2

I am studying algorithms on my own and turned to the Open Data Structures (C++ Edition) free ebook as a reference. In my attempt to master the topic, I am determined to finish all the challenges in the book. However, I am have a lot of trouble understanding how one particular unpopular algorithm could have O(1) for add() and remove.

One of the challenges is to create a random queue with these properties (exercises).

Exercise 2.2. Design and implement a RandomQueue. This is an implementation of the Queue interface in which the remove() operation removes an element that is chosen uniformly at random among all the elements currently in the queue. (Think of a RandomQueue as a bag in which we can add elements or reach in and blindly remove some random element.) The add(x) and remove() operations in a RandomQueue should run in constant time per operation.
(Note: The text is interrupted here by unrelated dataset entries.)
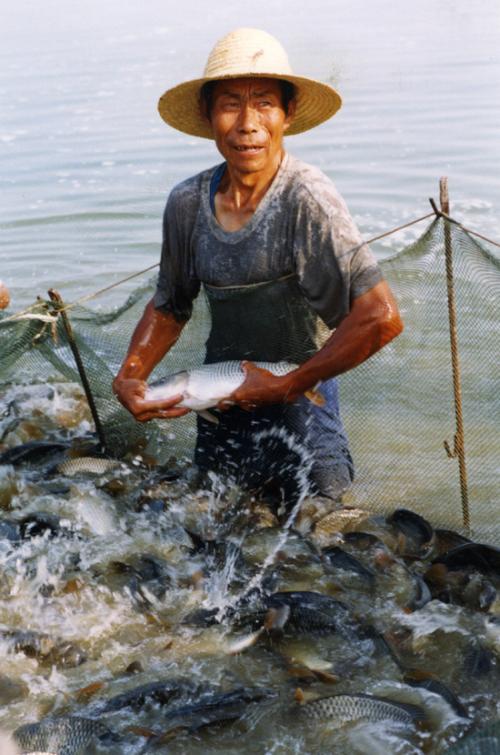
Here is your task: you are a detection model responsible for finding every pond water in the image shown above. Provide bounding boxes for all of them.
[0,0,500,755]
[0,0,500,309]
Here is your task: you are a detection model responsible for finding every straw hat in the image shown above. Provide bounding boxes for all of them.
[158,28,342,139]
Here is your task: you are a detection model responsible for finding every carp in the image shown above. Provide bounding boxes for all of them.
[144,359,323,422]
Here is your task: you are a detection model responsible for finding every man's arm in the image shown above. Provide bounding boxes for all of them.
[113,300,189,422]
[227,281,403,409]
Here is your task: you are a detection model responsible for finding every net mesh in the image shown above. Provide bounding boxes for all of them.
[0,218,500,543]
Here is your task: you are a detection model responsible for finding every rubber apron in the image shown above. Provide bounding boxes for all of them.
[195,274,353,503]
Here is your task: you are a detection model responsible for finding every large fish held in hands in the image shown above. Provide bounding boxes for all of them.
[144,359,324,422]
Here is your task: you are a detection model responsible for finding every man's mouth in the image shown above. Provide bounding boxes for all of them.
[234,144,264,155]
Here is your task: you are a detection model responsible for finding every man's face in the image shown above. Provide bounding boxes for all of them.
[205,78,295,173]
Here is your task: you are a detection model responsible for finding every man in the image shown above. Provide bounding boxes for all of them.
[113,29,402,510]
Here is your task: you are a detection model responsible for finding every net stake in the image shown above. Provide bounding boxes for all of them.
[48,288,106,453]
[439,177,470,532]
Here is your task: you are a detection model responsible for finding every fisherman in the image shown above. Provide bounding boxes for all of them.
[113,28,402,512]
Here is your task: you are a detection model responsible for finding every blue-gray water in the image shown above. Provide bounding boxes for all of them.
[0,0,500,311]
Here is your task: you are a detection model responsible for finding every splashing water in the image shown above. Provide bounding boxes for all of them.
[212,428,313,621]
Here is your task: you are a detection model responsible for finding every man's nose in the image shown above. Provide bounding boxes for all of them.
[238,102,259,134]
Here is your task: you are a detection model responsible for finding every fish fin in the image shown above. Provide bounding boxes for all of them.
[196,409,219,425]
[311,669,340,684]
[73,682,104,702]
[293,687,306,705]
[126,726,160,739]
[264,606,290,632]
[226,627,264,655]
[304,390,326,406]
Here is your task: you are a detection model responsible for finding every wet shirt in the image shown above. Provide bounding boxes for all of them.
[154,154,382,328]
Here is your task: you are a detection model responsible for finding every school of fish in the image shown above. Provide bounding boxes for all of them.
[0,384,500,755]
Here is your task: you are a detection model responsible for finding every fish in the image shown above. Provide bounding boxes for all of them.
[432,542,500,576]
[12,716,116,755]
[0,440,70,466]
[0,629,87,668]
[322,545,375,585]
[301,694,425,726]
[57,456,121,477]
[387,509,435,558]
[144,359,324,422]
[145,687,277,748]
[98,677,209,714]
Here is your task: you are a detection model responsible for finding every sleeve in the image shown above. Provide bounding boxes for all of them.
[294,184,383,329]
[153,189,200,322]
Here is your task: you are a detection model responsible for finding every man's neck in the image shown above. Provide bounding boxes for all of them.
[217,150,285,214]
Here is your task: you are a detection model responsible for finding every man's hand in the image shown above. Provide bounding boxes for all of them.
[113,378,190,422]
[218,362,301,411]
[113,300,189,422]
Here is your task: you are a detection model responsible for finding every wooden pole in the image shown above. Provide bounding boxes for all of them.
[439,177,470,531]
[48,288,106,453]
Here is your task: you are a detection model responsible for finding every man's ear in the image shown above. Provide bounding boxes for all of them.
[283,97,297,131]
[198,97,211,125]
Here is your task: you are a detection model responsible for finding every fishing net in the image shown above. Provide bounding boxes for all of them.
[0,218,500,543]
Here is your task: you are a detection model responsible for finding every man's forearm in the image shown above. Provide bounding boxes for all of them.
[290,282,403,392]
[115,301,185,383]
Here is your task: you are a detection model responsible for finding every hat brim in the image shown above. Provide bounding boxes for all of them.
[158,72,342,139]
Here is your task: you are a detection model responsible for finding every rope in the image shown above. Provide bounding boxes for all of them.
[0,207,500,325]
[62,262,160,312]
[47,212,434,312]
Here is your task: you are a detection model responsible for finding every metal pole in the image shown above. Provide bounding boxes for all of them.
[48,288,106,453]
[439,178,470,531]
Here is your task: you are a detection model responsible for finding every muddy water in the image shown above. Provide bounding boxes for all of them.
[0,385,500,755]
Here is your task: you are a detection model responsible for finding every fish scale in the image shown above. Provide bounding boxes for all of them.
[13,716,113,755]
[302,694,425,726]
[144,359,297,411]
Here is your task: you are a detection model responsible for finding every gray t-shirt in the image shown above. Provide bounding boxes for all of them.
[154,154,382,329]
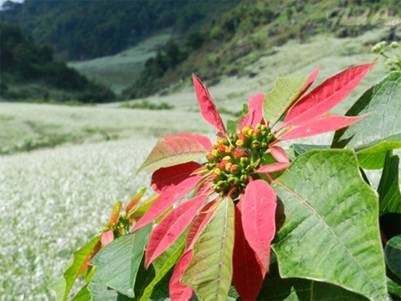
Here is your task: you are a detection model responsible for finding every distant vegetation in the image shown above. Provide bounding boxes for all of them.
[0,23,115,102]
[125,0,401,98]
[0,0,239,60]
[0,0,401,102]
[120,101,174,111]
The chapter deals with array-backed-list so the addition and removal of elements is rather trivial in that sense. However, the array sometimes has to be recreated for size. You are suppose to copy the old array to the new one. This essentially could be O(n). Also I believe that I need to utilize a circular array. So essentially I would have to shift indices within the array producing O(n-1) for time complexity.

I am very confused about how to calculate and measure these algorithms. The book does talk about O(m) but it is rather vague at times.

Theorem 2.2. An ArrayQueue implements the (FIFO) Queue interface. Ignoring the cost of calls to resize(), an ArrayQueue supports the operations add(x) and remove() in O(1) time per operation. Furthermore, beginning with an empty ArrayQueue, any sequence of m add(i, x) and remove(i) operations results in a total of O(m) time spent during all calls to resize().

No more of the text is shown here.